Accurate predictions of building energy consumption are essential for reducing the energy performance gap. While data-driven energy quantification methods based on machine learning deliver promising results, the lack of Explainability prevents their widespread application. To overcome this, Explainable Artificial Intelligence (XAI) was introduced. However, to this point, no research has examined how effective these explanations are concerning decision-makers, i.e., property owners. To address this, we implement three transparent models (Linear Regression, Decision Tree, QLattice) and apply four XAI methods (Partial Dependency Plots, Accumulated Local Effects, Local Interpretable Model-Agnostic Explanations, Shapley Additive Explanations) to an Artificial Neural Network using a real-world dataset of 25,000 residential buildings.
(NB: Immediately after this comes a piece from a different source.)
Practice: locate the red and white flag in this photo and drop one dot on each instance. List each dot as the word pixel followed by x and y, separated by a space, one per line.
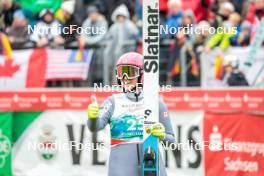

We evaluate their Prediction Accuracy and Explainability through a survey with 137 participants considering the human-centered dimensions of explanation satisfaction and perceived fidelity. The results quantify the Explainability-Accuracy trade-off in building energy consumption forecasting and how it can be counteracted by choosing the right XAI method to foster informed retrofit decisions. For research, we set the foundation for further increasing the Explainability of data-driven energy quantification methods and their human-centered evaluation. For practice, we encourage using XAI to reduce the acceptance gap of data-driven methods, whereby the XAI method should be selected carefully, as the Explainability within the methods varies by up to 10 %.